A "very limited" number of goods in the Harmonized Tariff Schedule of the United States don't have corresponding free trade agreement (FTA) tariff change rules (TCR), CBP said in a CSMS message (here). That's because the FTAs were negotiated using an HTS that has since been modified -- in 2007, 2012 or 2017 -- and corresponding tariff change rules have not yet been implemented, the agency said. "Until revised TCRs are implemented, manufacturers/exporters/importers of affected goods seeking to perform a tariff-shift origination analysis should classify the good and its materials using the most recent HTSUS in which the tariff item has a corresponding TCR and perform the origination analysis using that year’s HTSUS," it said.
CBP is developing a repository of possible deregulatory actions that could serve as offsetting actions for regulatory proposals considered "significant" by the Office of Management and Budget, said Alice Kipel, executive director of CBP's Office of Regulations and Rulings (OR&R), during a May 8 interview. Federal agencies, under a January executive order, are required to repeal two regulations for each new regulation seen as "significant" by OMB (see 1702070048). So far, though, OMB has not flagged any trade-related CBP regulations as "significant," Kipel said. "At this time, with respect to the regulations that CBP has in the interagency review process, I am not aware of any trade regulation that has been deemed 'significant' by OMB and offsetting regulations would not be immediately" necessary if it hasn't been deemed significant, she said.
CBP won't be able to accept drawback claims filed in ACE under the revised processes that come from the Trade Facilitation and Trade Enforcement Act when they take effect on Feb. 24, 2018, the National Customs Brokers & Forwarders Association of America said in a May 9 email. The agency lacks the funding to complete the TFTEA-related programming and "CBP believes that it needs a full year to program all agency requirements," according to the NCBFAA. Still, CBP is expected to finish necessary regulatory changes by the statutory deadline, even if ACE isn't ready for the TFTEA changes.
It's unlikely CBP would seek to end or make major changes to the use of first sale valuation in the near future, said Julie Hughes, president of the U.S. Fashion Industry Association, during a panel discussion hosted by the Fashion Institute of Technology on May 4 (here). Given the controversy that arose when CBP began an effort (see 14090816) to "review how you might better define first sale, I don't see it going away," she said. "But what I do see happening is that there are more audits that consider first sale and that might be a trigger for more audits and that's kind of a way to make sure companies are doing the due diligence."

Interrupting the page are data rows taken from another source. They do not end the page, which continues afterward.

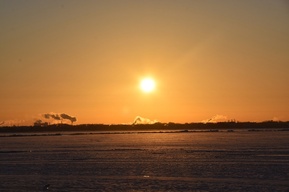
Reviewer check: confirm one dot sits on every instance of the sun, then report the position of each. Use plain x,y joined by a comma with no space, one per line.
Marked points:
147,85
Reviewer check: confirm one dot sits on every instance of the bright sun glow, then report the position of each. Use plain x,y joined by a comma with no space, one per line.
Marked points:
147,85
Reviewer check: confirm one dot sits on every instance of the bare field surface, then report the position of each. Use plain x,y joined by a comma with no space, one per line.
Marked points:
190,161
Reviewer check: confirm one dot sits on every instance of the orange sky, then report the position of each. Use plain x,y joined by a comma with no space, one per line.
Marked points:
225,59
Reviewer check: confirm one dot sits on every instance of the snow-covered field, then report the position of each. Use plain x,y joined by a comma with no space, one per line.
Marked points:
189,161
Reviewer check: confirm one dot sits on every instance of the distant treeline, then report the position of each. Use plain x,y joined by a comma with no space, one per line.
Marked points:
267,125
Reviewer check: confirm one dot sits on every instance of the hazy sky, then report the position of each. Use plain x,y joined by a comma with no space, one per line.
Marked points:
227,59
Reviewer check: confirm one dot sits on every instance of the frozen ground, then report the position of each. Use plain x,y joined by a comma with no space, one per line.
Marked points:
191,161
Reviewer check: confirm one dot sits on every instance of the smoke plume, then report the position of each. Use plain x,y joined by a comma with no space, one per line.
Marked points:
216,118
59,117
141,120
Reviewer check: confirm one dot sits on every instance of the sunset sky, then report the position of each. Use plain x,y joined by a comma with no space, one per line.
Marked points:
224,59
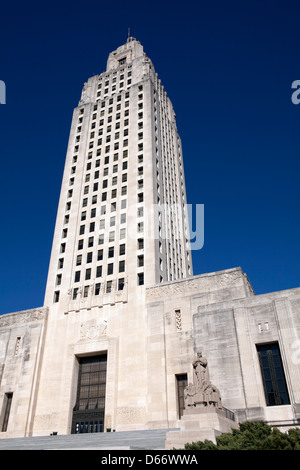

The timing for ACE programming related to changes to drawback from the Trade Facilitation and Trade Enforcement Act is uncertain due to a lack for funding to cover such programming, said Michael Cerny, a lawyer with Cerny Associates. CBP said in its most recent newsletter on drawback progress (here) that the agency discussed TFTEA and ACE during an April 13 teleconference and that similar calls will occur biweekly with a drawback-focused working group that helps advise CBP on drawback in ACE. Cerny, who is also in the drawback working group, said by email that "the trade has concerns about there being enough time for CBP to complete that programming in order to accept claims" by Feb. 24, 2018, as required in TFTEA (see 1603010043).